Gold has been steadily marching higher this year as investors flock to safe havens amid the coronavirus pandemic, the ensuing recession, uncertainty surrounding economic recovery, geopolitical strife, and an impending presidential election in the U.S.
And this week, amid all this drama, the shiny yellow metal rose to a new all-time high. Bullion for immediate deliver rose to $1,968.39 an ounce today, while spot metal reached a record of $1,981.27 on Tuesday.
As of this writing, gold sits at $1,959, within striking distance of $2,000.
“We think the current momentum in the next few months will cross the $2,000 an ounce mark,” said Commonwealth Bank of Australia mining and energy commodities analyst Vivek Dhar. “The key question is how much does the rally increase after that?”
With gold bugs watching for the precious metal to roll over that big $2,000 mark, Goldman Sachs this week ditched its $2,000 price forecast and says gold will now reach $2,300 an ounce within the next 12 months – more than 17% higher than the current price.
Driven by “a potential shift in the U.S. Fed toward an inflationary bias against a backdrop of rising geopolitical tensions, elevated U.S. domestic political and social uncertainty, and a growing second wave of COVID-19 related infections,” gold’s rise to new highs recently has outpaced gains for real rates and other alternatives to the U.S. dollar, said a team of Goldman analysts led by Jeffrey Currie.
“Combined with a record level of debt accumulation by the U.S. government, real concerns around the longevity of the U.S. dollar as a reserve currency have started to emerge,” Currie said.
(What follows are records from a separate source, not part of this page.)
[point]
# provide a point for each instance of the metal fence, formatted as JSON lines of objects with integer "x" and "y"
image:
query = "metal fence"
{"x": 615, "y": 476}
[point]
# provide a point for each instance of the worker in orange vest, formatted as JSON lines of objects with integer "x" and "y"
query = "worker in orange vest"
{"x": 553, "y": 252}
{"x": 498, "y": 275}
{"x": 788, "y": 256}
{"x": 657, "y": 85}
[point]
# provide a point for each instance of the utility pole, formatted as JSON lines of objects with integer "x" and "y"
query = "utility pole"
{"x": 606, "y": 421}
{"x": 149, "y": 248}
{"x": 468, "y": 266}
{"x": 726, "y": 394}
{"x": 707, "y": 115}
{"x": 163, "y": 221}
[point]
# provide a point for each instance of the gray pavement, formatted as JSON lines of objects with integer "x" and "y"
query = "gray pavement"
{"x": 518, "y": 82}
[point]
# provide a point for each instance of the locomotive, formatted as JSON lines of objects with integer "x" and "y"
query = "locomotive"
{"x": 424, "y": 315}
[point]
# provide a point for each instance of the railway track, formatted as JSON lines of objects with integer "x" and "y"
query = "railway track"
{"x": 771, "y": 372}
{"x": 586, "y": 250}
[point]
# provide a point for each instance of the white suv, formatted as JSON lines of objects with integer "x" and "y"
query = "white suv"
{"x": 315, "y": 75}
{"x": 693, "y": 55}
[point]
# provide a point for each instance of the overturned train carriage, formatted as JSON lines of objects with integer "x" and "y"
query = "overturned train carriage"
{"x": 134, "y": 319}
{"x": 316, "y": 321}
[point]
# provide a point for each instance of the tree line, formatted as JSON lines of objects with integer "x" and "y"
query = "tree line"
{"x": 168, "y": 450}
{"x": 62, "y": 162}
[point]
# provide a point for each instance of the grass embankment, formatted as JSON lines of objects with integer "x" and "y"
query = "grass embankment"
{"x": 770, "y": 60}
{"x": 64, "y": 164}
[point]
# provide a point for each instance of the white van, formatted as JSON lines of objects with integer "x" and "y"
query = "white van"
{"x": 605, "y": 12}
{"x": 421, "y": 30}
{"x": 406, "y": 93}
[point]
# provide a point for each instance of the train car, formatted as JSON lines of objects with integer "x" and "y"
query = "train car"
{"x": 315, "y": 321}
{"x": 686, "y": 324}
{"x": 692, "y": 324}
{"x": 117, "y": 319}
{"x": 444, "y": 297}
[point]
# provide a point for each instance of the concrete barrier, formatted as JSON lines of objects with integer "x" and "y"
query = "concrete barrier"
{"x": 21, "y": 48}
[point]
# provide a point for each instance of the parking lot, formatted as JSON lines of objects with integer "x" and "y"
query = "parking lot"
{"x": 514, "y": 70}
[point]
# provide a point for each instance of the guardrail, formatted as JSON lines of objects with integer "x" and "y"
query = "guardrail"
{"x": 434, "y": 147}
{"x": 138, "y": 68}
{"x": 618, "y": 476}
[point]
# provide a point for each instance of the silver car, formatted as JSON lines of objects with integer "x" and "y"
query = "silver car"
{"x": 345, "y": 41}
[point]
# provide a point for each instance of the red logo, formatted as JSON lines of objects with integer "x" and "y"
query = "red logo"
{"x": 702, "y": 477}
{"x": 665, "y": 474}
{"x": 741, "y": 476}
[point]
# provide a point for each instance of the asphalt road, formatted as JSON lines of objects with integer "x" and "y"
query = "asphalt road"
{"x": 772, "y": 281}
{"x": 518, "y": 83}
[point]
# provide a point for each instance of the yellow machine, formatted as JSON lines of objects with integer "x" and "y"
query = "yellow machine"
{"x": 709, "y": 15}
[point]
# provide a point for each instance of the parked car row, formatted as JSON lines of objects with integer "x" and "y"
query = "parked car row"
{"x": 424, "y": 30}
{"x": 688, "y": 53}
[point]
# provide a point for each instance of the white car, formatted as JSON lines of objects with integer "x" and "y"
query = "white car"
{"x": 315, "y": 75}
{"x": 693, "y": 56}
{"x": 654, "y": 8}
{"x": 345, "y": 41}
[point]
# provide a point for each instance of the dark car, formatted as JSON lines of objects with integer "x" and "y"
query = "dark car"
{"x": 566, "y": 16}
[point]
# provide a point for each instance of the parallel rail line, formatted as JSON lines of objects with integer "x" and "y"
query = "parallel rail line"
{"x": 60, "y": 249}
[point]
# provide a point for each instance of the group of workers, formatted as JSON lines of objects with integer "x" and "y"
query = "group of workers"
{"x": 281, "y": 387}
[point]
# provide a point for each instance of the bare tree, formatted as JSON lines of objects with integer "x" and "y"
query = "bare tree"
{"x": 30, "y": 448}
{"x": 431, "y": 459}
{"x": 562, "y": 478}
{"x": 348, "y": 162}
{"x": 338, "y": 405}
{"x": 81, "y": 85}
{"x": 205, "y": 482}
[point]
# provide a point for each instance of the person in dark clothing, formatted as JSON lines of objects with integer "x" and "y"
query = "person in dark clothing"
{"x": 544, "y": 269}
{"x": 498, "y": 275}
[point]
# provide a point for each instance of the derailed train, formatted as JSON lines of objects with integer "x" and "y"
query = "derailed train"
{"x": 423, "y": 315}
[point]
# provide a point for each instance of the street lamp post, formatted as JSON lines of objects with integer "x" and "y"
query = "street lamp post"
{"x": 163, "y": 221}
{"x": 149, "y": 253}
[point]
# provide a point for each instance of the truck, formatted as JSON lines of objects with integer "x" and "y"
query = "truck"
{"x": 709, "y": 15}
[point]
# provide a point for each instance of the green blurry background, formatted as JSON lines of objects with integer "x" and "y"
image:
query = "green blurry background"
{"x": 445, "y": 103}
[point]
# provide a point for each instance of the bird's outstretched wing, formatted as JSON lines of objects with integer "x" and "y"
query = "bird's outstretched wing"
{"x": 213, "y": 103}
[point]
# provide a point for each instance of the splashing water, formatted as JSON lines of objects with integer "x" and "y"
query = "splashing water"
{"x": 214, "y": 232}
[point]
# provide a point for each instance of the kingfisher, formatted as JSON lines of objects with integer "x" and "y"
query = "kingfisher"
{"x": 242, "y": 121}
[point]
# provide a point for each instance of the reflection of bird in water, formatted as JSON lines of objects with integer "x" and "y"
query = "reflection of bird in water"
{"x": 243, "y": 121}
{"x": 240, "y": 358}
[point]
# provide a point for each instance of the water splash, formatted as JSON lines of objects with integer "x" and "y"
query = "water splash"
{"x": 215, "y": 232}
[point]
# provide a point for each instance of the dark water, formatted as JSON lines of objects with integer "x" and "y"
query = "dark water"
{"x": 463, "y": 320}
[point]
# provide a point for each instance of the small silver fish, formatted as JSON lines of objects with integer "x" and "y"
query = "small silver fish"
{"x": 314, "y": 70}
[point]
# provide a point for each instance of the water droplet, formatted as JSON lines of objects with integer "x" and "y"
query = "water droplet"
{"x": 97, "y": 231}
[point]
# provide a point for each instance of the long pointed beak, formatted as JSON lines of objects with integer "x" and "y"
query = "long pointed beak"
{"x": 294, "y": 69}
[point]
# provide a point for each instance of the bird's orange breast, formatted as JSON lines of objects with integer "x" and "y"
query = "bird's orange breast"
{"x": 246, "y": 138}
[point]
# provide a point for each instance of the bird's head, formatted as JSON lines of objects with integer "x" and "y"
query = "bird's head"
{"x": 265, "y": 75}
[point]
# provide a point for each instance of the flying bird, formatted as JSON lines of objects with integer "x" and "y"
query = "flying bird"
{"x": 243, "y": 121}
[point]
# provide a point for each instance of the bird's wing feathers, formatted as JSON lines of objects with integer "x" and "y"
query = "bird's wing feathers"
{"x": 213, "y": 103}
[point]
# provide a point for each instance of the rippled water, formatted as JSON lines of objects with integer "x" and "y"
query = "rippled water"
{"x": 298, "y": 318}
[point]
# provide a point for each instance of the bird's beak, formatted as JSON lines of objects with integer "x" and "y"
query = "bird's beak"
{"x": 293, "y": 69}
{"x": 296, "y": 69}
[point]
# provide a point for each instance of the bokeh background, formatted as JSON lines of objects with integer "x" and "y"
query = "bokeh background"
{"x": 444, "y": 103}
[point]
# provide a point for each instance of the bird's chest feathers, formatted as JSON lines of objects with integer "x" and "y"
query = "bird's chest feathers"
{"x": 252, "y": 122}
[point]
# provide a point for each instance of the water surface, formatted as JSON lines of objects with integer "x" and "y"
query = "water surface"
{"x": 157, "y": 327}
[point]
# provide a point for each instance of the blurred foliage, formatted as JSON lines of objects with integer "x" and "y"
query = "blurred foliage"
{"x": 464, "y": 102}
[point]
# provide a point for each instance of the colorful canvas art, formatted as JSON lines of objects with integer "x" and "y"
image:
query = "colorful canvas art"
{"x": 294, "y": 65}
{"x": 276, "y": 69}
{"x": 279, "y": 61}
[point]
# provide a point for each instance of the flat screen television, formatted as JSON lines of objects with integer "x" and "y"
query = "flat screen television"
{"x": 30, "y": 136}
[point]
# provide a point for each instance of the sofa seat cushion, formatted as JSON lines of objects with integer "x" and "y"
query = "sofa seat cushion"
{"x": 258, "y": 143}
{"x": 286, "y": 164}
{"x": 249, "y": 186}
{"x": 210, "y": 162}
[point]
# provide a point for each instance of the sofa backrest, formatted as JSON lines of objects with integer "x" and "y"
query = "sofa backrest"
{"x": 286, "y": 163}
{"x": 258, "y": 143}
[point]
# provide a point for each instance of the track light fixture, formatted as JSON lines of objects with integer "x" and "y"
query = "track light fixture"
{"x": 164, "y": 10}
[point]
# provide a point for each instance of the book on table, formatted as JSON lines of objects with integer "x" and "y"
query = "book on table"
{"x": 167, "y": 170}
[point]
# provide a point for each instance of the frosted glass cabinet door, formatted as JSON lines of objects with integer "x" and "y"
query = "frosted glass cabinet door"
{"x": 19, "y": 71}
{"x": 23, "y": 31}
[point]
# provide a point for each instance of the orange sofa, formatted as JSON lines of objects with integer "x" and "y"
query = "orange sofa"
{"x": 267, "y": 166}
Currie and his team added that commodities and stocks as hedges against inflation are likely far cheaper currently than they may be in the future when inflation begins to pick up. With debt rising and the value of currencies falling, the current situation is sowing “the seeds for future inflationary risks despite inflationary risks remaining low today,” the team wrote.
Bloomberg Intelligence senior commodity strategist Mike McGlone told Kitco News that the gold market is looking a bit stretched and will likely be rangebound around $2,000 before heading much, much higher.
“In the short term, we have gold about 21% above its 52-week mean, that’s the most since the peak in 2011,” McGlone said. “You don’t want to be the first buyer at these levels. Anytime gold gets this high above its 52-week average, you got to expect consolidation.”
McGlone argues that while gold investors should be strategic with their buying, they shouldn’t lose sight of what’s on the horizon: a gold rally that could see prices around $4,500 an ounce.
“Basically, after 2008, gold dropped around $700 and then it rallied around three times to the peak in 2011,” McGlone said. “So just a simple rhyme of history means we get to near $4,500 and it’s about time. You just have to look at debt to GDP, look at central bank balance sheets, and they’re just on an upward trajectory.”
“Now the rock is beating stocks,” McGlone continued. “There’s a sense in the market that the bull market in stocks is over… and gold should take off. That, to me, is the next big trade.”